= Psychological Strategy Board =

The Psychological Strategy Board (PSB) was a committee of the United States executive formed to coordinate and plan for psychological operations. It was formed on April 4, 1951, during the Truman administration. The board was composed of the under secretary of state, the deputy secretary of defense, and the director of central intelligence, or their designated representatives. The board's first director was Gordon Gray, later the national security advisor during the Eisenhower administration. The board was created in response to the growth of Office of Policy Coordination covert activities during the Korean War.

Under Eisenhower, the board became a purely coordinating body. The board's function was reviewed by the Jackson Committee, chaired by William Harding Jackson, set up to propose future United States Government information and psychological warfare programs. The committee concluded that the board had been established on the assumption that psychological strategy could be conducted separately from official policy and actions, an assumption the committee disagreed with. It was abolished September 3, 1953 by Executive Order 10483, with its responsibilities being transferred to the Operations Coordinating Board.

==National Psychological Strategy Board==
In August 1950, the Department of State created the National Psychological Strategy Board (NPSB), attempting to centralize psychological warfare activities under its control. That resulted in a conflict with the Department of Defense which called for an interdepartmental committee instead. President Truman broke the logjam on January 4, 1951, when he ordered Frederick Lawton and Sidney Souers to develop a plan for what would become PSB – an interdepartmental committee.

== Purpose ==
After World War II, the atmosphere altered: wars could not be won through bloodshed but by winning the hearts and minds of people. Consequently, the Truman administration changed their foreign policy from traditional warfare to psychological warfare.

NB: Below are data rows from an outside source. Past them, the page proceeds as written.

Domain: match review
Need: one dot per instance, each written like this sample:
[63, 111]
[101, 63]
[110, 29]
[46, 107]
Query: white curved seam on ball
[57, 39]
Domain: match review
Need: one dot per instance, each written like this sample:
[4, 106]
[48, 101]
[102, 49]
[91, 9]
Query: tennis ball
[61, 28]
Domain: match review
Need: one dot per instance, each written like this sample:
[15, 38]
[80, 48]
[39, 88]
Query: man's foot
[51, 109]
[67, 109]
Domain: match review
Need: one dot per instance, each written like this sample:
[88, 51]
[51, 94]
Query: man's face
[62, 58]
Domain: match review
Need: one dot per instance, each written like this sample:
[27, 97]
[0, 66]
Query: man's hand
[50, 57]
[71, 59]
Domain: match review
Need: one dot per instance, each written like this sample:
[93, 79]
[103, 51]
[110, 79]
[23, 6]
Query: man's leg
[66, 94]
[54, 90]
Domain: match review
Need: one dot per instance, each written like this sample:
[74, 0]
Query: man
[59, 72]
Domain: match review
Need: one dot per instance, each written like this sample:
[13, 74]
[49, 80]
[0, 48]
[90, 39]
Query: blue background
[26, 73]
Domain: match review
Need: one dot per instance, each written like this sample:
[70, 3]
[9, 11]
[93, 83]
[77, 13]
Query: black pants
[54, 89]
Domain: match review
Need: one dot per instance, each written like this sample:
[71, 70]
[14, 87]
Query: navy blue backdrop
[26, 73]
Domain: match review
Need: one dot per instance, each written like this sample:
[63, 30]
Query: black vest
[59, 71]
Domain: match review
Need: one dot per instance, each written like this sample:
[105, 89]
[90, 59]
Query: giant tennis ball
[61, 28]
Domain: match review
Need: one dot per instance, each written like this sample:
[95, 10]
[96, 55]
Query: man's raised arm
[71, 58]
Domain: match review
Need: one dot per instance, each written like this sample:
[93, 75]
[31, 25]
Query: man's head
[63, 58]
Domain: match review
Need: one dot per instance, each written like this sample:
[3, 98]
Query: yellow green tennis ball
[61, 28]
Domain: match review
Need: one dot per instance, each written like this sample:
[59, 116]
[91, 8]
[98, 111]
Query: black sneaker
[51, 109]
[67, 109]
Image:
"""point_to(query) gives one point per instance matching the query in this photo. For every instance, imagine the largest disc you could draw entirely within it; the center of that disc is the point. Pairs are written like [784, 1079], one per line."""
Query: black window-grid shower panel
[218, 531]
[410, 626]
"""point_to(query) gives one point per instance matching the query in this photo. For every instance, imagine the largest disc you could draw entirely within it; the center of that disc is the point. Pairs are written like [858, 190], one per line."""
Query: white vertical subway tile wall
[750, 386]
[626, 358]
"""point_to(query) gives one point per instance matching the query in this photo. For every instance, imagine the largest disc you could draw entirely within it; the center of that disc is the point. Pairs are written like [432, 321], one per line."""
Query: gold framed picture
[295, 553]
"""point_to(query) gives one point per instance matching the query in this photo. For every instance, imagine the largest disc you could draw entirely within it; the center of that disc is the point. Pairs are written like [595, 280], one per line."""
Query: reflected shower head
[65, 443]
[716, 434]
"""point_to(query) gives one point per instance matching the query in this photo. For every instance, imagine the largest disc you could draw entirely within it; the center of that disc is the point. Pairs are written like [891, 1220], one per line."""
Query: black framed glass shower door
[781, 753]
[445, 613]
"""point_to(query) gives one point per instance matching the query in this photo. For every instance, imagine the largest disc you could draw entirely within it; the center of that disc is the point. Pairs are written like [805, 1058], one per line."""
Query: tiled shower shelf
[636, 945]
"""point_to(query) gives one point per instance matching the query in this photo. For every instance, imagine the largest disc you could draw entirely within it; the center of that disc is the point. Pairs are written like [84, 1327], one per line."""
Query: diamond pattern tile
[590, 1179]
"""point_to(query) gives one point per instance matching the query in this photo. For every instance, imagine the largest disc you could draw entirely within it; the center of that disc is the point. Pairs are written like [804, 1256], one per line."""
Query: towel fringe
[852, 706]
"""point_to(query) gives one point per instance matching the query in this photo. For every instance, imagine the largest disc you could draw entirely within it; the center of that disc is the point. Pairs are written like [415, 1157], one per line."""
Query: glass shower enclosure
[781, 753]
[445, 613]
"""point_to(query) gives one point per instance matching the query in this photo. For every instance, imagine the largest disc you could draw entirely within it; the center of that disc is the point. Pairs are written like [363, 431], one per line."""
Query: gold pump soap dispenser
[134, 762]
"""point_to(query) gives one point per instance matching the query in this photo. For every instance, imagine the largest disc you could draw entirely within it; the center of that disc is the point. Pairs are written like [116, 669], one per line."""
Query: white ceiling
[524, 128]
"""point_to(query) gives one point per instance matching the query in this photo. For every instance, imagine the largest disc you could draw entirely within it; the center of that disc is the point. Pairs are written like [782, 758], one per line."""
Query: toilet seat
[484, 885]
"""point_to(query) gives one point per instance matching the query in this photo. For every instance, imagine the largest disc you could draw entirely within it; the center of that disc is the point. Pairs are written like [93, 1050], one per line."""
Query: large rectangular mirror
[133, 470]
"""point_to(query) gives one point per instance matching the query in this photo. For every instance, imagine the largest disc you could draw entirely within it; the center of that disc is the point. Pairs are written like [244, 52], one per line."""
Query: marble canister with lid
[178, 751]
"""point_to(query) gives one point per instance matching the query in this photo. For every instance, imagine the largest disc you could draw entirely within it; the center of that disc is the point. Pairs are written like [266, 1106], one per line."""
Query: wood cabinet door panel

The American government perceived Soviet actions as a threat to democracy. This was evident from the South Korean invasion by North Korea. The Psychological Strategy Board (PSB) was set up to produce propaganda that would win the opinion of people around the world and prevent the spread of Communism. According to a report by the State Department, "convincing a foreign official is less important than carrying an issue over his head to his people" as the people will have a greater influence on the official's action. As a result, the PSB was formed to create propaganda which subconsciously turned people towards democracy.

While working for the Joint Chiefs of Staff, historian Edward P. Lilly wrote a 1,400 page study of United States psychological warfare during World War II, which is available among Lilly's papers at the Eisenhower Library in Abilene, Kansas; Lilly also wrote a book chapter on the PSB.

== Types of propaganda ==
The PSB defined psychological warfare as any nonmilitary action which influenced public opinion or foreign policy interest. This includes trade and economic aid, cultural and educational exchange, threats to use force and diplomacy.

Diplomats and politicians used carefully selected words and phrases, often referred to as buzzwords, to shape policies and influence domestic and international opinion. The most popular buzzword was 'containment' because it allowed U.S. officials to present their foreign policy objectives as "noble, restrained and fundamentally defensive".

Initially, the Soviet Union used buzzwords to promote their "hate America" campaign which was launched on January 21, 1951. The campaign emphasized the corruption of big businesses in America and accused them of attempting to dominate the world. The Soviets, on the other hand, were portrayed as champions who were trying to overthrow the capitalists, such as America. Many people in the international community believed the Soviet propaganda. The U.S. adopted the Soviet strategy to win the hearts and minds of people.

Radio programs were transmitted to countries behind the iron curtain, such as Hungary, Poland and Czechoslovakia, because the USSR could not block this form of propaganda as they could not stop radio waves. Some radio series, such as Voice of America (VOA), were aired in Latin America as well.

The programs were designed to accentuate America's successes and portrayed the U.S. as a superior nation. Each satellite country had a different program aimed towards them which focused on the issues that would attract the people towards capitalist democracy.